Cause For Alarm
Nothing Ever Dies 1982-99
A hardcore band with a bunch of 18- and 19-year-olds in it is no big deal. But a hardcore band that’s 18 or 19 years old? Love ’em or hate ’em, somebody who keeps keeping on for that long (and particularly in a genre like hardcore, where it’s not conceivably feasible to ever actually make a living without having strangers feed you and let you sleep on their floors) deserves mad props, as those wacky youths of more recent vintage might put it.
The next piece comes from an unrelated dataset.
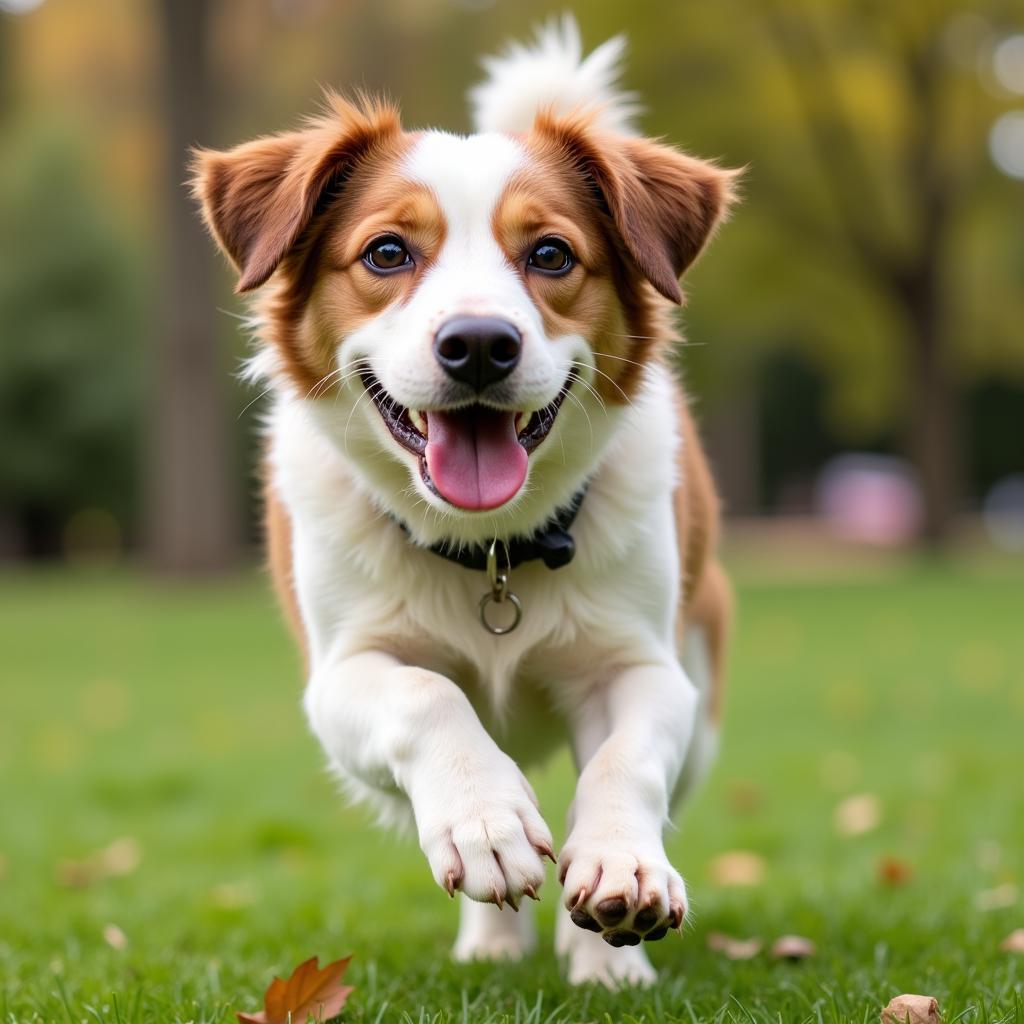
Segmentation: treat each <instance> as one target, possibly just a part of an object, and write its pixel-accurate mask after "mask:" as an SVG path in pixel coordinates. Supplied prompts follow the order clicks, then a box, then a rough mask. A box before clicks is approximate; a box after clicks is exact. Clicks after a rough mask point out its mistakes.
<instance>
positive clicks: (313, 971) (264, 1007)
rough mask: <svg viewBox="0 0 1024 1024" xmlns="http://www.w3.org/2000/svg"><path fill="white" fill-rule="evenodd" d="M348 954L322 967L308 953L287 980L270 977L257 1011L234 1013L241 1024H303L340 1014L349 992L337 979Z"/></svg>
mask: <svg viewBox="0 0 1024 1024" xmlns="http://www.w3.org/2000/svg"><path fill="white" fill-rule="evenodd" d="M351 958H352V957H351V956H346V957H345V958H344V959H340V961H335V962H334V963H333V964H328V966H327V967H325V968H323V970H322V969H321V968H319V967H318V965H317V961H318V957H316V956H311V957H310V958H309V959H307V961H304V962H303V963H302V964H300V965H299V966H298V967H297V968H296V969H295V970H294V971H293V972H292V974H291V977H290V978H288V980H287V981H282V979H281V978H274V979H273V981H271V982H270V987H269V988H267V990H266V994H265V995H264V996H263V1009H262V1010H261V1011H260V1012H259V1013H258V1014H242V1013H236V1015H234V1016H236V1017H238V1019H239V1020H240V1021H241V1022H242V1024H305V1022H306V1020H307V1019H308V1018H310V1017H312V1019H313V1020H314V1021H329V1020H332V1019H333V1018H335V1017H337V1016H338V1014H340V1013H341V1008H342V1007H343V1006H344V1005H345V1000H346V999H347V998H348V996H349V994H350V993H351V991H352V988H351V986H350V985H342V984H341V979H342V978H343V977H344V976H345V970H346V968H347V967H348V962H349V961H350V959H351Z"/></svg>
This is a bit of a mixed bag, containing some interesting and entertaining moments, but also some skip button specials. That’s almost to be expected with a 71-minute hardcore opus, though. In the latter category, track 20, a live ten-minute excerpt of a 1982 concert, is just so poorly recorded it could only be of interest to archivists, and should’ve been left off, no matter how many nice memories it might stir up for the band and it’s fans. “Reflection” also features an awful metal-wanky solo; as if to atone for it, instead check out the great rock and roll solo on “Summer on Avenue A,” a rousing singalong. Or their signature song. “United Races,” with a political stance that anyone worth existing would find it difficult to disagree with. Also a nice phase-flange intro on “Homeless” that reminded me, of all things, of the intro to “India” on the Psychedelic Furs’ first album.
Worth the admission price, with a little CD-programming to cut the drek.